I will be adding a couple of additional ESX hosts in the coming months.
If I want to go quadcore so right now my only current options are Intel based boxes. My current hosts are 2 dual core Opteron 2 quad socket boxes (DL585) and 2 dual socket boxes (DL385).
I'm going to be moving the dual socket hosts in to the same HA/DR cluster that the quad sockets servers are in the coming months as I upgrade them to 3.0X. They were implemented by another team and they never upgraded. They have the same CPUs as my quad socket boxes.
Is the lack of an integrated memory controller able to be mitigated by the huge amounts of cache on the newer Xeon chips in a dual socket box,
or is it worth waiting for boxes with quadcore Opterons to become available?
This depends on your VM types. If you have 4 vCPU VMs, then quad cores are very very nice. If you do not really have 4 vCPU VMs. Do you really need quad core? Are you running out of CPU or Memory? THis would dictate if I should wait or not.
If you are running 64bit VMs, then all the Hosts in your clusters should be the same type so that vMotion works. If they are 32bit then you can setup the masks hopefully to do vMotion from AMD to Xeon and back with no issues.
Personally I like a huge amount of cache, it helps alleviate cache misses and that is very important for performance reasons. Specifically if you are running a lot of VMs with the same code base.
The nice thing about going with Dual core boxes now, is that in a year or so when you may need more CPU power you can upgrade to a quad core. It is a thought....

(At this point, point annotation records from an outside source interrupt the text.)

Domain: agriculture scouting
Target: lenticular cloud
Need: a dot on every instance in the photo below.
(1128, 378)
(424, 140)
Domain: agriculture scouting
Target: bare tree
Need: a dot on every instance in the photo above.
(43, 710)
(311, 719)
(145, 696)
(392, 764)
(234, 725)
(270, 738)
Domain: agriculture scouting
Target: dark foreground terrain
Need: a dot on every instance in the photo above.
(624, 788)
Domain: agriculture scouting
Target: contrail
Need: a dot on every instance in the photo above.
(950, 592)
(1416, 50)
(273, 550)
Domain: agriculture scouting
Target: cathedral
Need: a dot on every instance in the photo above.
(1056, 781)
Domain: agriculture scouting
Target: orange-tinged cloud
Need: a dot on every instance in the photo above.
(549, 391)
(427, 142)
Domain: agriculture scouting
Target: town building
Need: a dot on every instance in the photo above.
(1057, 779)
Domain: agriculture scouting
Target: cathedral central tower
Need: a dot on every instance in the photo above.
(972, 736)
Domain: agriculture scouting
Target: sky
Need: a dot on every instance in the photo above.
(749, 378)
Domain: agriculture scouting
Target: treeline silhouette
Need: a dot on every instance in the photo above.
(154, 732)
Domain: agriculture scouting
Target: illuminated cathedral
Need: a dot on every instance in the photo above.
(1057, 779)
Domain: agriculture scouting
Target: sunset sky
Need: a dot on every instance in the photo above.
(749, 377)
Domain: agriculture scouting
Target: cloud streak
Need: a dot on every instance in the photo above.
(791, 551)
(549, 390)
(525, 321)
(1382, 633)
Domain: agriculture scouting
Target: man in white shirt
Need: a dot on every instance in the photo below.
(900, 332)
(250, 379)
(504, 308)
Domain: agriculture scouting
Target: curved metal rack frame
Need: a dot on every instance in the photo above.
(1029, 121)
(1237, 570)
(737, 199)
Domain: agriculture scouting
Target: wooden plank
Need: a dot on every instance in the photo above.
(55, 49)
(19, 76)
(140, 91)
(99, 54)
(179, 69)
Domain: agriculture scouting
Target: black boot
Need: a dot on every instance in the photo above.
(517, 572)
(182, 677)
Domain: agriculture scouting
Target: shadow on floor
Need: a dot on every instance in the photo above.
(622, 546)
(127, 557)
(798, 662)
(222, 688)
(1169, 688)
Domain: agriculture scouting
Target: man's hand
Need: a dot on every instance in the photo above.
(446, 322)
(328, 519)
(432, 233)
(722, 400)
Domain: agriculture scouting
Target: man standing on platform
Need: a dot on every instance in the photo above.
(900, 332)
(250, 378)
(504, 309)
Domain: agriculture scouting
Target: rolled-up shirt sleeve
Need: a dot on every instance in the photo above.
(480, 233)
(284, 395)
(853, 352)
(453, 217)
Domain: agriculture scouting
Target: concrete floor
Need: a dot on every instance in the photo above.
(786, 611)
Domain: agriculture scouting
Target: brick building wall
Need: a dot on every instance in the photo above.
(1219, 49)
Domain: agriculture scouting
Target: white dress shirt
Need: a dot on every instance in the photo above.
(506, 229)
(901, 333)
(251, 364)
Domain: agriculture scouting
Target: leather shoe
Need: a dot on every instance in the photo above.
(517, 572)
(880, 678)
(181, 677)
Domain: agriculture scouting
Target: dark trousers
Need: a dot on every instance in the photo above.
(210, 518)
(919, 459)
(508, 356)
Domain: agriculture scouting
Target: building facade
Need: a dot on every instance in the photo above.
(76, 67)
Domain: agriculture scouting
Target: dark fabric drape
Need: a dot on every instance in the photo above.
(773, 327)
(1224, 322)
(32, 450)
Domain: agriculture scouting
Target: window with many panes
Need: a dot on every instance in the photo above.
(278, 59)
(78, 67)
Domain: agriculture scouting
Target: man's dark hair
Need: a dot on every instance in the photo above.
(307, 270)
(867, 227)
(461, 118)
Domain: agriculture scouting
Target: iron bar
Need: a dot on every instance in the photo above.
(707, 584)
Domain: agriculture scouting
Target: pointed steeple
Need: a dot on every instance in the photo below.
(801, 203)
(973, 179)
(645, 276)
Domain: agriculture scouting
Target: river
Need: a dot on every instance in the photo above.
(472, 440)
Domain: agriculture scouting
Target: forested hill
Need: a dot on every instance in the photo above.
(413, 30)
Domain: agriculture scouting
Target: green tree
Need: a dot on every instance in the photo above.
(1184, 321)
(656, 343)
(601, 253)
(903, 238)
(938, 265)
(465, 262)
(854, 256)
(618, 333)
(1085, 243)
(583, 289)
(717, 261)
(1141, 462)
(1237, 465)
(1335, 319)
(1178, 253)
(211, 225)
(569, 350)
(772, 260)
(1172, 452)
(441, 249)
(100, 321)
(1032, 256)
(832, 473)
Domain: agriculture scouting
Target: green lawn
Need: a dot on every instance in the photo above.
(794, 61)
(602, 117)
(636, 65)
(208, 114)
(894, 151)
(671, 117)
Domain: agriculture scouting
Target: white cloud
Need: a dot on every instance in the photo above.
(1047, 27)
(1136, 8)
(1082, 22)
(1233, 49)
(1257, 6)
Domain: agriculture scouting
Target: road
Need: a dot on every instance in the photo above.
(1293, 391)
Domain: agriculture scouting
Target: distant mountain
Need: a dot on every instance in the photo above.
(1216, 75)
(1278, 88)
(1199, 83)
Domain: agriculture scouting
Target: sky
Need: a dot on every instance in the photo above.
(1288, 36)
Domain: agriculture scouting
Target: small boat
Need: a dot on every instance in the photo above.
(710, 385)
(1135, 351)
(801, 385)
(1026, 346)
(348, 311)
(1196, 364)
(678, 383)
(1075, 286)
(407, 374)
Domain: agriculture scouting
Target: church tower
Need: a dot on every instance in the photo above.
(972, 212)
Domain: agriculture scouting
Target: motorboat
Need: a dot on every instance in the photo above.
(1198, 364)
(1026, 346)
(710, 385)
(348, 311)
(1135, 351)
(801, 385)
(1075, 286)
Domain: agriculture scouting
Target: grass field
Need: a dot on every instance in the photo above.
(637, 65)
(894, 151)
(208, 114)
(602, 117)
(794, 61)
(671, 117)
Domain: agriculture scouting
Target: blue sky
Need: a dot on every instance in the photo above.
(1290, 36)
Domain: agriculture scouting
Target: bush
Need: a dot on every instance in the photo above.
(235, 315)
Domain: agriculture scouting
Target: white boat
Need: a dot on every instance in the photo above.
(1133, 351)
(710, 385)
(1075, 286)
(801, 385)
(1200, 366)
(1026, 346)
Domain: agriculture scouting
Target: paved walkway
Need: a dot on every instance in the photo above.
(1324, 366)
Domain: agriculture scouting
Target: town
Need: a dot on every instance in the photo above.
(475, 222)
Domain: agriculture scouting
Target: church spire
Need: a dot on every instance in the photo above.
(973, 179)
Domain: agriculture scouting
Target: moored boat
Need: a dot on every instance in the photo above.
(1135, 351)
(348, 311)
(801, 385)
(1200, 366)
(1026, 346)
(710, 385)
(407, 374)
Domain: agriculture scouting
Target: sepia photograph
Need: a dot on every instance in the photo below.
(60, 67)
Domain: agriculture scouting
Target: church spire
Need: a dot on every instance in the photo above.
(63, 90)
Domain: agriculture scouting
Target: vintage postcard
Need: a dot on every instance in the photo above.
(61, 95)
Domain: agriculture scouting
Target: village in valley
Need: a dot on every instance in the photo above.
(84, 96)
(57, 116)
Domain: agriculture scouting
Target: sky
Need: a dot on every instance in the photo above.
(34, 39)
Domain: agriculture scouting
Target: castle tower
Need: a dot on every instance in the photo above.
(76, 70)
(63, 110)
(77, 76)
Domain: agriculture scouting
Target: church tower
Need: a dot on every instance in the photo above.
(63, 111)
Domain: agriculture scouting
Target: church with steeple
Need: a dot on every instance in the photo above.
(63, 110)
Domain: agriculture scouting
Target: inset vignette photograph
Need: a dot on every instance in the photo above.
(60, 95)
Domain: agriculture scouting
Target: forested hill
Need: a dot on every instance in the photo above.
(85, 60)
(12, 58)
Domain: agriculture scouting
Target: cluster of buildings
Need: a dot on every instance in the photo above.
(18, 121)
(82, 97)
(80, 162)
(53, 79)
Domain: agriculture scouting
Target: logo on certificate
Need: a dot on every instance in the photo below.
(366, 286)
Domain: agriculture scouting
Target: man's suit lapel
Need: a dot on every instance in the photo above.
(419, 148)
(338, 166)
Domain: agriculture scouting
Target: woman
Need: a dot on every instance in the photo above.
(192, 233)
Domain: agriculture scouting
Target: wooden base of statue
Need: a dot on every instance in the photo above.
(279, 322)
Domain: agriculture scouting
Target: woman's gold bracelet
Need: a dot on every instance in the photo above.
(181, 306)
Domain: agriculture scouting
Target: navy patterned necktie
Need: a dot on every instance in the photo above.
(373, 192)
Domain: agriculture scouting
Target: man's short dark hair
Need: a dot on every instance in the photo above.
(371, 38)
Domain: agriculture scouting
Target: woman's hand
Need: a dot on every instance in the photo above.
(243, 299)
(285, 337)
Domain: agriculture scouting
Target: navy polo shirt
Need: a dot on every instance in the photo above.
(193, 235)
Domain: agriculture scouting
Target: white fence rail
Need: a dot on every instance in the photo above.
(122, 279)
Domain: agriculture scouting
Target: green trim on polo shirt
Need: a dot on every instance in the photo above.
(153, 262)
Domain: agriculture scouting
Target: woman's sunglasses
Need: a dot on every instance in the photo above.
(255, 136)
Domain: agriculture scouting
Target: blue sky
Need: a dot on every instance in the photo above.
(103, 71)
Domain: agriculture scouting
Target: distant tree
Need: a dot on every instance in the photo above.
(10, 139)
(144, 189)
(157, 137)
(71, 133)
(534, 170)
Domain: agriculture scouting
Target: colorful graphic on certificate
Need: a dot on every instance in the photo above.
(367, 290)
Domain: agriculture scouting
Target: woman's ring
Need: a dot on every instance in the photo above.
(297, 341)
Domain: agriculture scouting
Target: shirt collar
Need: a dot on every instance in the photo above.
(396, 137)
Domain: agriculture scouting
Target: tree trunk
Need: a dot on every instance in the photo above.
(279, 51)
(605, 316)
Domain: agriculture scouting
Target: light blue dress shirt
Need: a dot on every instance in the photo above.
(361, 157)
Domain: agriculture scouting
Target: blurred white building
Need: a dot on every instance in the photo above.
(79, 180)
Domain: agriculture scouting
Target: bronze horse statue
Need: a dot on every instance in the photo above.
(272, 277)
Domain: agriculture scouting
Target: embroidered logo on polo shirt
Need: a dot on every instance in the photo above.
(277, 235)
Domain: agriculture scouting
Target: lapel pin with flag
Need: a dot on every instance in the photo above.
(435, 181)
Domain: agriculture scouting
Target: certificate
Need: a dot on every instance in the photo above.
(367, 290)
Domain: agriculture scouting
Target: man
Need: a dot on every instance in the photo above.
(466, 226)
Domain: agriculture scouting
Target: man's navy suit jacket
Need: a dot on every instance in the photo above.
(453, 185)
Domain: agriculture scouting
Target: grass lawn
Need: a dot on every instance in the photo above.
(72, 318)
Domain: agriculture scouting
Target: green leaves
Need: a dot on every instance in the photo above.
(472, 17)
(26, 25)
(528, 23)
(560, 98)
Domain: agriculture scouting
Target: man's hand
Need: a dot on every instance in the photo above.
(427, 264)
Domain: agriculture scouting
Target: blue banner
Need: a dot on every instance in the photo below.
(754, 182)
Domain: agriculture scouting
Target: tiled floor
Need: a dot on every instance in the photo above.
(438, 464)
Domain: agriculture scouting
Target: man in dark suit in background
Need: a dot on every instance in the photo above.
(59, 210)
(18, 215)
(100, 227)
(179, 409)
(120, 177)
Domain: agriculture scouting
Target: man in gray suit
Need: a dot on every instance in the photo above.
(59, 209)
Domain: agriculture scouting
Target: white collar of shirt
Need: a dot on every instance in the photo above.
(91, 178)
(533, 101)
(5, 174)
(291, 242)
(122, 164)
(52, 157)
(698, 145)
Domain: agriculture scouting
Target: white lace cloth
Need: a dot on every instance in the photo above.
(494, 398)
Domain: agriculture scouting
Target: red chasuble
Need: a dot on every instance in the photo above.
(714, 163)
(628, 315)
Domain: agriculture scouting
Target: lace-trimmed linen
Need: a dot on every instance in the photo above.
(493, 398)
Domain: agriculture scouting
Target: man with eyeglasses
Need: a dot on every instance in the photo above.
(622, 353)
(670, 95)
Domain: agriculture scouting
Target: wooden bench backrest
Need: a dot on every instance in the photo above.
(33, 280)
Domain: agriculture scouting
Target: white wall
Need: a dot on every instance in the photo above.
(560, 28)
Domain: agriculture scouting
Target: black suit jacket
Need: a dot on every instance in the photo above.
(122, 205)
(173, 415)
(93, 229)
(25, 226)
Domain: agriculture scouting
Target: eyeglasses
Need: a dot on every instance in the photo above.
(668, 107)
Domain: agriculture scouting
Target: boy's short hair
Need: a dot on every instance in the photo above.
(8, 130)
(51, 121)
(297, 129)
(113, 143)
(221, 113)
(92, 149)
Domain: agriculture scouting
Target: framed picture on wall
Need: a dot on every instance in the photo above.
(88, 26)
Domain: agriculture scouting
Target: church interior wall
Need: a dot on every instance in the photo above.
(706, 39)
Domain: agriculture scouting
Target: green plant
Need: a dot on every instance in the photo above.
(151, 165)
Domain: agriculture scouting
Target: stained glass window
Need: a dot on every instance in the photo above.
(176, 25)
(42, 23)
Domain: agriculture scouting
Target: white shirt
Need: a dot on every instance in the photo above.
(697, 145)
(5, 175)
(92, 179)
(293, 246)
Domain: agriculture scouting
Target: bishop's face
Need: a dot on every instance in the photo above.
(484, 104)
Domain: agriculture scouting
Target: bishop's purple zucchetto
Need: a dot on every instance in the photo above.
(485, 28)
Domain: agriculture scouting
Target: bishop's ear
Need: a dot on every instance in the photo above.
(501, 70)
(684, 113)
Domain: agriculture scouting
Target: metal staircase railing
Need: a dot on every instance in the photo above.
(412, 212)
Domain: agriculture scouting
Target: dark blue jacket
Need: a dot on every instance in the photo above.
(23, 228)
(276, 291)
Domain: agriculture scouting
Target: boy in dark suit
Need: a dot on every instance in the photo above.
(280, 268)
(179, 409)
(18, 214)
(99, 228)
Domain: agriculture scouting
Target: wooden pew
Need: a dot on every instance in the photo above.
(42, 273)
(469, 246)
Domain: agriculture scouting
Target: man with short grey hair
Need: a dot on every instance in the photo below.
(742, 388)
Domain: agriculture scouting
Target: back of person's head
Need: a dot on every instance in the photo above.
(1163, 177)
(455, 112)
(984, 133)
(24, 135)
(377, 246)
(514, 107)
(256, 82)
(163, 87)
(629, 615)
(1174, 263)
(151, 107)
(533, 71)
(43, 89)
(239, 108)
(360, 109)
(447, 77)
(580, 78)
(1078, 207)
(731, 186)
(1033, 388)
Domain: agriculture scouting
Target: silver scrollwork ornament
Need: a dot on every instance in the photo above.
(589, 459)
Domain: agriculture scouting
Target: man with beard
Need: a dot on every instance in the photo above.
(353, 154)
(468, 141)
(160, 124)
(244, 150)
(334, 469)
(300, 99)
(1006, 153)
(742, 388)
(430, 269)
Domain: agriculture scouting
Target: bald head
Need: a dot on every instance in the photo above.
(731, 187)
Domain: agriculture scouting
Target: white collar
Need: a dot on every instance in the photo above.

I really was not considering buying dual core given VMWare's current licensing policy. The question is whether to wait for AMD's quad core implementation or goes with Intel's. If I was buying more quad socket boxes there would be no question that I would wait and go with AMD.
It will be interesting to see the power consumption comparison at the wall socket once Barcelona based servers are available. FB Dimms use a lot more power.
The following link is not a suggestion to wait and choose AMD over Intel but it is rather an example of how important things (in my opinion) are overlooked and we sometimes get lost in the details:
More cores also helps with with 2 vSMP and even single vCPU as it gives the scheduler more to work with.
Seems to me upgrading CPUs in enterprise class servers (IBM/HP etc) doesn't work out to be a smart option given the high cost of the replacement CPUs in comparison to an entire new server.
Hey, I hope you folks aren't still waiting! Appears it'll still be a while...
One thing I haven't seen mentioned... will the product be released in only a 2Ghz model, with speed boosts starting a quarter later? That was the plan during the initially scheduled release. AMD may not have product on the shelves until Intel ships its second generation 45-nm Nehalems! This is a huge misstep by AMD.
Hopefully they will be the 2350, 2.5 ghz.
I did see some interesting comment in a review that compares the upcoming Penryn to the 2350s.
"While AMD loses quite a few battles, the war is far from lost. The server/HPC situation is entirely different from the desktop scene where the Core 2 Quad overpowers the Phenom in almost every benchmark. There is more to server and HPC performance than simple raw processing power. Intel's flagship still has an Achilles heel: the platform it is running on has higher latency and much lower bandwidth than AMD's platform. Once you really stress all those cores with many threads, AMD's platform starts to pay off."
"To put it in car terms, our SPECjbb, LINPACK, and MySQL benchmarks have shown that Intel's "powerful CPU engines" sometimes have problems putting the "massive torque" to the "wheels". You may feel for example that using four instances in our SPECjbb test favors AMD too much, but there is no denying that using more virtual machines on fewer physical servers is what is happening in the real world. Intel's best have a solid lead over AMD's quad-core in rendering benchmarks, but some HPC, Java and MySQL benchmarks show that the 2.5GHz Barcelona is able to keep up with (or come close to) a 3GHz Xeon 5472. That is impressive, on the condition that we finally see some higher clocked Opteron 23xx chips in commercially available servers."
Message was edited by: pdrace
Yes, but if you need a solid platform today, with the highest performance, non-existant AMD chips aren't going to get the job done. Once they are finally out, I think all the current benchmarks show that the platforms are pretty close - which is a good thing. Looking at specific workloads, cases can be made for each platform performance-wise.
But in the grand scheme of things, does a 10% advantage for any workload make a particular platform that appealing, when compared to the previous generations (which these blow away)?? Not to me when considering our virtualization infrastructure supports a general workload. My bigger issue is having a platform available that fits within my budget, giving me the best bang for my buck long term.
I don't need the servers immediately so I'm waiting to see how things play out. If AMD doesn't get it's act together in Q1 of 08 I will have to go with Intel quads at some point. I will stick with 2 socket boxes though. 4 CPUs on the FSB makes me nervous. I'm not going to assume that Nehalem is going to be terrific. This will be Intel's first generation of chips with a IMC and no FSB. AMD's IMC and Direct connect architechture is mature.